The relationship between Judaism and Islam was explored at a unique symposium which was held on Sunday 25th March.
The event, which took the form of a dialogue between the Islamic scholar Mona Siddiqui and the Middle East analyst Tony Klug, examined how Jews are perceived by the Muslim community.
Speaking at the third lecture sponsored by the Glasgow Jewish Educational Forum, Professor Mona Siddiqui, Director of the Centre for the Study of Islam at Glasgow University, explored the history of relations between the two faiths, and their different approaches to the shared traditions of what she referred to as “Scripture, Story and Salvation”.
Dr Siddiqui noted that while there was an ambivalence towards the Jewish people in the Koran, there was, however, “no systematic theology of hatred towards Jews and Judaism”. The Muslim community’s perception of Jews was, she emphasised, related directly to the Arab-Israeli conflict and its understanding of Western foreign policy in the Middle East. She added that when the conflict is refracted through that prism, “the complexity is lost”.

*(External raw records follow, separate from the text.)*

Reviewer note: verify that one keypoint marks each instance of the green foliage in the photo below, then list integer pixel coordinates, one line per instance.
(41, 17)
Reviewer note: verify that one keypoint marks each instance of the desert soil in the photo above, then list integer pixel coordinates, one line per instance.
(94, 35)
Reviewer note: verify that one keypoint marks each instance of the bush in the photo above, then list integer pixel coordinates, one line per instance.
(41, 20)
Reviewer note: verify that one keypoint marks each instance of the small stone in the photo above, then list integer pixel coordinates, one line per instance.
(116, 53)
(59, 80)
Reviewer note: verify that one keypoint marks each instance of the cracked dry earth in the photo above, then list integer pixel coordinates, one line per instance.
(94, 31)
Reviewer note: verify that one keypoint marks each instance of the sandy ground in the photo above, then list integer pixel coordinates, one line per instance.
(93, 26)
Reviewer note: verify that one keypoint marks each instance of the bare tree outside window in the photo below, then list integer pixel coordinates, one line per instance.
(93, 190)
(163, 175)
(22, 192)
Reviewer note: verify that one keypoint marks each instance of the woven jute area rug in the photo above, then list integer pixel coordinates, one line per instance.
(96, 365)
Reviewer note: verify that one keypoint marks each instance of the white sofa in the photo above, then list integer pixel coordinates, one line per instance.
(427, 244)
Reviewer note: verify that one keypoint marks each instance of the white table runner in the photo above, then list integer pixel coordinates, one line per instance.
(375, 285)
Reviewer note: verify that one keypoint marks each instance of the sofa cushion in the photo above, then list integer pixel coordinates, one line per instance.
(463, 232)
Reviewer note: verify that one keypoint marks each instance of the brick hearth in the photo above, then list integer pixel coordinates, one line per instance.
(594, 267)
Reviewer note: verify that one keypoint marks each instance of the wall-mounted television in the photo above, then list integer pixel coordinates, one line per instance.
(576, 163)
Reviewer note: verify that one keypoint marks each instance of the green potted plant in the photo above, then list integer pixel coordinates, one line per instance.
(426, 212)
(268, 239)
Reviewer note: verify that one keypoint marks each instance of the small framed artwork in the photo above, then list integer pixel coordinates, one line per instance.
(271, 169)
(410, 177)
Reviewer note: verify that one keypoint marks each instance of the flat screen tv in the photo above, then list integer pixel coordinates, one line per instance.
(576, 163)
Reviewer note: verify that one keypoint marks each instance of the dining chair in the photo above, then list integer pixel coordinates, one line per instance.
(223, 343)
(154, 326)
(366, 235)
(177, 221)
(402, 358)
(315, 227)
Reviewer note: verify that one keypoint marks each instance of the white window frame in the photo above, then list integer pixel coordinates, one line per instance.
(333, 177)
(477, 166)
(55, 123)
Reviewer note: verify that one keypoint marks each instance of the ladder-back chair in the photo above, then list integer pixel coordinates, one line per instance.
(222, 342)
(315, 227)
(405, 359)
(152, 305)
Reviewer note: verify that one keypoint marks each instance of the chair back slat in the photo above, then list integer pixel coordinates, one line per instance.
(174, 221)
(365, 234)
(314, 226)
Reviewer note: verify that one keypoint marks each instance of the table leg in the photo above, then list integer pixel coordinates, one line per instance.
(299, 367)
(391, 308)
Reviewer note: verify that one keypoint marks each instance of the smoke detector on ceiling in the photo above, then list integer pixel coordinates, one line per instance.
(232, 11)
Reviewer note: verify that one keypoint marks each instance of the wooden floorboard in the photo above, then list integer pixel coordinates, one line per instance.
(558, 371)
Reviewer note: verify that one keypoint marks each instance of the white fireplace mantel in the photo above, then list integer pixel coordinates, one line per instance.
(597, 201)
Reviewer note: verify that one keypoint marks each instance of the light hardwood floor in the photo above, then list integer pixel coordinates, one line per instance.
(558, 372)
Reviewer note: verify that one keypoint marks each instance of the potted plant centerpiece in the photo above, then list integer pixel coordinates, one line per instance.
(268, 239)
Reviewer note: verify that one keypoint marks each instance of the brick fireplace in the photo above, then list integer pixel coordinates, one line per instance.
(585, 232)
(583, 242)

Her interlocutor, Dr Tony Klug, Senior Policy Consultant at the Middle East Policy Initiative Forum, gave a brief history of Jewish-Arab dialogue from 1984 to the present day. Citing the work of the scholar Bernard Lewis, he rejected the view that Islamic hostility towards Israel and the Jewish people was based on an inherent hatred of Jews; rather, he argued that it was a consequence of “an inevitable response to occupation”, and “the offspring of the tragic conflict in the Middle East”.
While he acknowledged the rise of anti-Semitic currents in the Arab and Muslim worlds, Dr Klug argued that a just resolution of the Arab-Israeli conflict would counter the enmity which exists at present. He affirmed his continuing support for a two-state solution, a position which he first set out in a Fabian Society pamphlet, “A Tale of Two Peoples”, published in 1973.
In relation to the Middle East conflict, Dr Siddiqui said that while she agreed with Dr Klug’s analysis, there was a moral imperative on the part of Europe and America to find a solution. As regards the UK, she said that the Muslim community was, in many respects, attempting to define its place in the post-colonial world. While the community was not monolithic, she noted that, in recent years, it had become more insular and there had been a resurgence of conservative tendencies in which identity was expressed through religious belief.
Dr Klug expressed the hope that, in the long run, rapprochement between the two peoples would be established on the basis of an understanding of the history of the other.